Jacob, a teenage boy, grows up on his Granpa Portman's stories about his childhood. He was a kid in WWII and survives by being sent off to a boarding school. He tells Jacob fantastic stories about this place where little girls float and little boys have bees living in their bellies - and of course has photos to prove their existence. As Jacob grows older, he realizes that these stories are impossible, and cynically disbelieves them and becomes too 'cool' to listen to them (like all good young adult protagonists, he is an outcast and not cool at all). After his grandfather's death he becomes fixated on the idea of finding the school and the woman who saved Granpa Portman from the war and finangles his way to the island off of Wales where the school was. 

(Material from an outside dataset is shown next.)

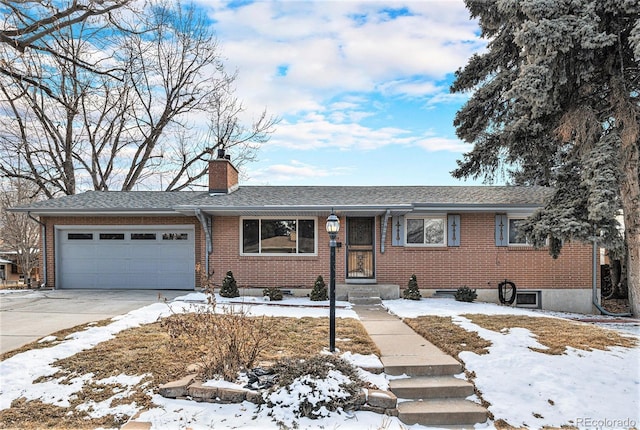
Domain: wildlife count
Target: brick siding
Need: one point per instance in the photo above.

(Total side note: A recent Holocaust event in my city involved three Holocaust survivors and one woman whose parents were survivors. We have had so many novels and non-fiction written from the perspective of survivors, and I find it really interesting that we are now looking to the second and third generation to tell their stories - either fiction or non. This book is similar to Everything Is Illuminated in that a younger generation is trying to reach back to the older generation who has been lost to discover what their lives and experiences were like.)

I don't think it's a spoiler to say that he does find the home and the children certainly are peculiar, but there are more surprises than that happening here. It is a mystery story, a family drama, and of course there is a romantic interest. Battles must be fought and choices must be made and it belongs firmly in the fantasy and young adult genres. 

But the coolest part of the book is by far the photographs:

The book ends with an acknowledgements page that says: "All the pictures in this book are authentic, vintage found photographs, and with the exception of a few that have undergone minimal postprocessing, they are unaltered." 

My book also comes with an interview with the author and he describes his process by saying: "I started collecting vintage snapshots...I noticed that among the photos I found, the strangest and most intriguing ones were always of children. I began to wonder who some of these strange-looking children had been - what their stories were...so I thought: If I can't know their real stories, I'll make them up."

Finding out his process made the book that much more interesting and of course I had to go back through and pour over all the photos to see how the original photographer created these haunting images...he doesn't photoshop them to make them more 'realistic' and in some it's obvious that they were double processed or simply cut and pasted, but that makes the whole book more charming.

I look forward to reading the sequel, but this one did not end with such a cliffhanger as to require buying it in hardcover (the Divergent ones, on the other hand, had me going to MULTIPLE Targets to find the sequels, and I happily paid hardcover prices for them).